I think my love affair with Anthropologie has officially ended. If it hasn’t ended, it’s on a long hiatus.
Anthropologie left a bad taste in my mouth after I read this post by Maya over at KinzieSays. It’s like a light bulb went off in my head. Why was I singing the praises of a company that couldn’t be bothered to put one model of color (oh, sorry there is one pouty Asian model up there) on their sister wedding website, BHLDN? That’s bunk.
After Maya’s post, I kinda avoided Anthro all together. I needed a breather. The pretty details I had obsessed over all these years had turned into nothing more than a blurred haze of overpriced shabby chic vomit.
One question turned into many. Why do I need a ballooning tank top with a ruffle on the collar for $90 anyway?

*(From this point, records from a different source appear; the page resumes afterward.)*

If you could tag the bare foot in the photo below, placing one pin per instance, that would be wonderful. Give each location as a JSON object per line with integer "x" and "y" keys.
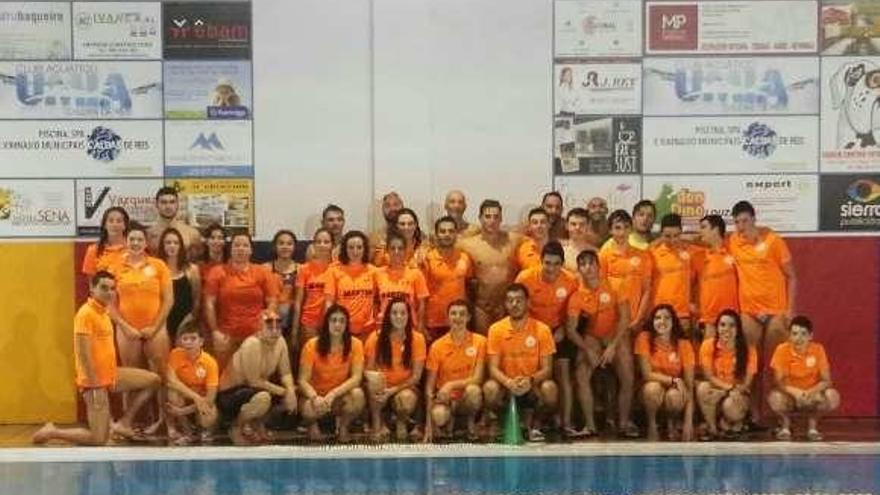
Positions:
{"x": 44, "y": 434}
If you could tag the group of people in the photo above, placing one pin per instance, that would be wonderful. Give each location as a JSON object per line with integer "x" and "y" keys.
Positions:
{"x": 408, "y": 335}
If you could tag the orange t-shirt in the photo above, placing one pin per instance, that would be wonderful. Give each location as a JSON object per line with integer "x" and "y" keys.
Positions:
{"x": 599, "y": 305}
{"x": 672, "y": 277}
{"x": 762, "y": 284}
{"x": 547, "y": 300}
{"x": 92, "y": 321}
{"x": 716, "y": 271}
{"x": 666, "y": 359}
{"x": 241, "y": 297}
{"x": 528, "y": 254}
{"x": 453, "y": 361}
{"x": 626, "y": 272}
{"x": 520, "y": 350}
{"x": 801, "y": 371}
{"x": 332, "y": 370}
{"x": 722, "y": 361}
{"x": 311, "y": 280}
{"x": 354, "y": 287}
{"x": 92, "y": 263}
{"x": 447, "y": 281}
{"x": 140, "y": 290}
{"x": 198, "y": 375}
{"x": 397, "y": 373}
{"x": 408, "y": 283}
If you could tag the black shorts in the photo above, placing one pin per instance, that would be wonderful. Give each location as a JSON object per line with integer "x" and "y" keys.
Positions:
{"x": 229, "y": 401}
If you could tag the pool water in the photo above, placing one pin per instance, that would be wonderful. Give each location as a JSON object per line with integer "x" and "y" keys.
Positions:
{"x": 631, "y": 475}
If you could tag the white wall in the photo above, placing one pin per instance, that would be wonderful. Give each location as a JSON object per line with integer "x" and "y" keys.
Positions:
{"x": 460, "y": 93}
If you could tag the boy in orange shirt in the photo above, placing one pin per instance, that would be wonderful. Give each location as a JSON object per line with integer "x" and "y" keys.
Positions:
{"x": 192, "y": 379}
{"x": 97, "y": 374}
{"x": 455, "y": 367}
{"x": 803, "y": 380}
{"x": 520, "y": 350}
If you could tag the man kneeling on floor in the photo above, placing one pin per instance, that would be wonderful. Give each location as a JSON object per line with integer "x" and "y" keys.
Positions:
{"x": 246, "y": 394}
{"x": 520, "y": 350}
{"x": 97, "y": 374}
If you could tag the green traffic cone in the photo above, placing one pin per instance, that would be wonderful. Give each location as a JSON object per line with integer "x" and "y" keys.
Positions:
{"x": 512, "y": 431}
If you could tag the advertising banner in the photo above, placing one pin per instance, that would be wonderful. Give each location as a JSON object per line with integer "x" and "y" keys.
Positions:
{"x": 34, "y": 208}
{"x": 107, "y": 30}
{"x": 74, "y": 149}
{"x": 719, "y": 86}
{"x": 748, "y": 144}
{"x": 786, "y": 203}
{"x": 80, "y": 90}
{"x": 755, "y": 26}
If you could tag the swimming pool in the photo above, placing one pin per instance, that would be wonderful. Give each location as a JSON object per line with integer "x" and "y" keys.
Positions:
{"x": 451, "y": 474}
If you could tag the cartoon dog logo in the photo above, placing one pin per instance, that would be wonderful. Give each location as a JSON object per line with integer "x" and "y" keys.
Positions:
{"x": 855, "y": 94}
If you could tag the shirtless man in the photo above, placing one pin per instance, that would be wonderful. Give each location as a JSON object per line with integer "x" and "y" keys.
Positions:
{"x": 455, "y": 206}
{"x": 493, "y": 253}
{"x": 246, "y": 394}
{"x": 167, "y": 204}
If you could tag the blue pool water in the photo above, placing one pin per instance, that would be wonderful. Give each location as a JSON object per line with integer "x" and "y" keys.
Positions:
{"x": 634, "y": 475}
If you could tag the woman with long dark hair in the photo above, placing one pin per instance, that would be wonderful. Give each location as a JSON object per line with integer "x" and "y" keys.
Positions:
{"x": 395, "y": 361}
{"x": 666, "y": 359}
{"x": 729, "y": 366}
{"x": 330, "y": 372}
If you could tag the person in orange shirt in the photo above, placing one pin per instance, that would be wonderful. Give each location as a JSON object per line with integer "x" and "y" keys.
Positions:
{"x": 673, "y": 275}
{"x": 716, "y": 274}
{"x": 309, "y": 300}
{"x": 351, "y": 283}
{"x": 330, "y": 373}
{"x": 97, "y": 374}
{"x": 447, "y": 271}
{"x": 666, "y": 359}
{"x": 399, "y": 280}
{"x": 455, "y": 367}
{"x": 729, "y": 366}
{"x": 145, "y": 297}
{"x": 236, "y": 294}
{"x": 192, "y": 380}
{"x": 528, "y": 253}
{"x": 597, "y": 334}
{"x": 520, "y": 350}
{"x": 802, "y": 377}
{"x": 395, "y": 360}
{"x": 767, "y": 288}
{"x": 628, "y": 269}
{"x": 283, "y": 269}
{"x": 110, "y": 248}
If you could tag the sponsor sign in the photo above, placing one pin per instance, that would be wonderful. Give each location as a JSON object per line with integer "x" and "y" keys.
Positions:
{"x": 850, "y": 27}
{"x": 783, "y": 202}
{"x": 850, "y": 203}
{"x": 753, "y": 144}
{"x": 620, "y": 191}
{"x": 35, "y": 30}
{"x": 208, "y": 149}
{"x": 207, "y": 30}
{"x": 597, "y": 145}
{"x": 80, "y": 148}
{"x": 107, "y": 30}
{"x": 94, "y": 197}
{"x": 850, "y": 114}
{"x": 81, "y": 90}
{"x": 717, "y": 86}
{"x": 598, "y": 28}
{"x": 598, "y": 89}
{"x": 218, "y": 90}
{"x": 755, "y": 26}
{"x": 228, "y": 202}
{"x": 36, "y": 208}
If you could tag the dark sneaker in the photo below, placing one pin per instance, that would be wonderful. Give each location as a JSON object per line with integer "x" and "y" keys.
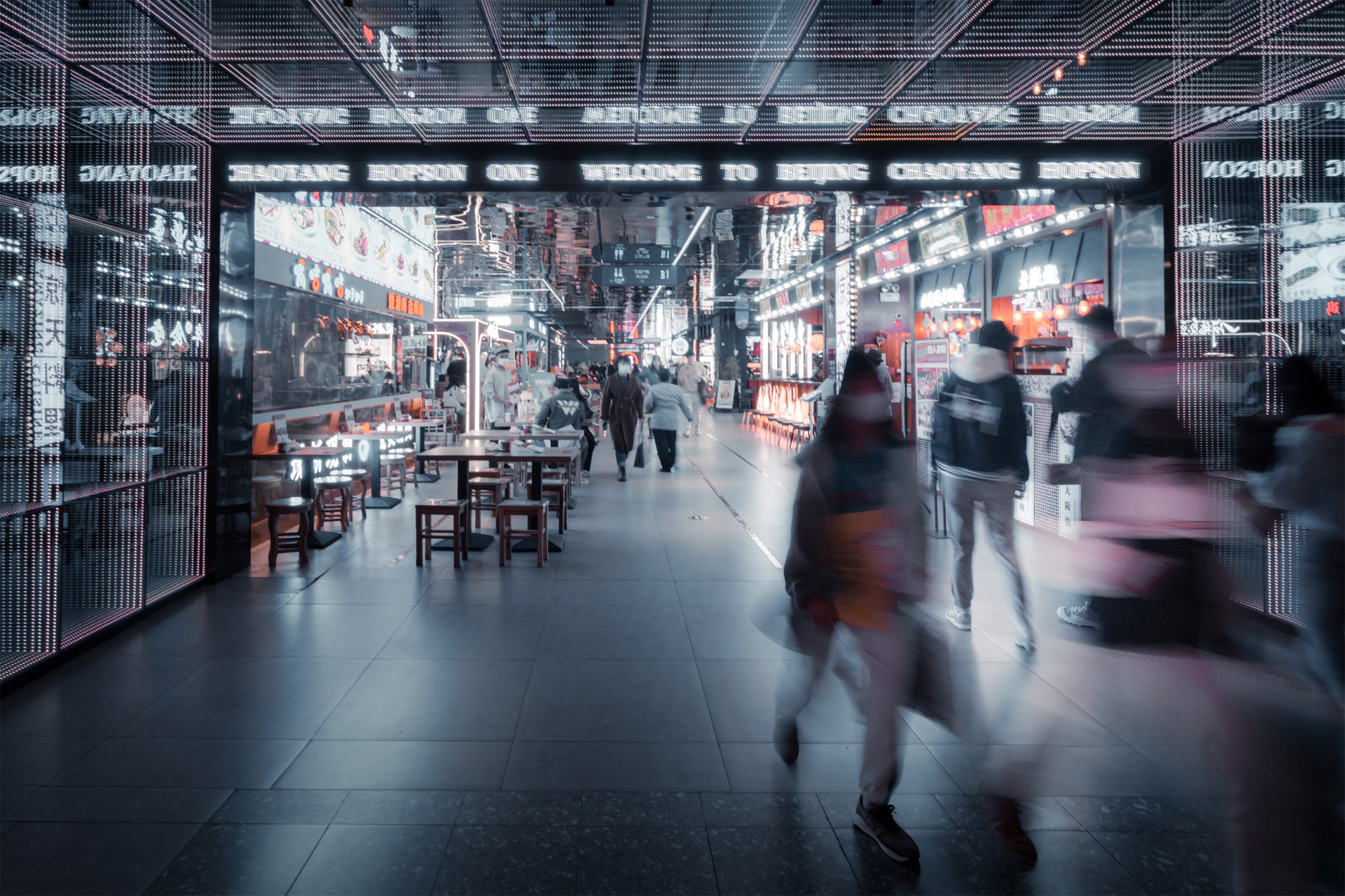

Why was I so fucking giddy over a $2,000 chair the size of doll furniture I couldn’t afford? What has Anthropologie ever done for me?
They won’t even explain the purpose of that ridiculous yellow membership card I swipe every time I pay for something. I’ve yet to see a discount come from the fruits of my wallet’s labor. Bah.
Ultimately, this means very little adjustment in my life, but for blogging purposes I thought I’d discuss it a bit more in-depth. I may still take an occasional stroll through my local store, or flip through a catalog, but I no longer view their merchandise through rose-colored glasses. I’m over it.
I’m actually pretty unaware of the history of most of the retail stores I frequent. I don’t make it a habit of researching that kind of stuff. Maybe I should?
Do you think about the companies you patronize regularly? Did you ever learn of something that made you think twice or caused you to stop shopping there?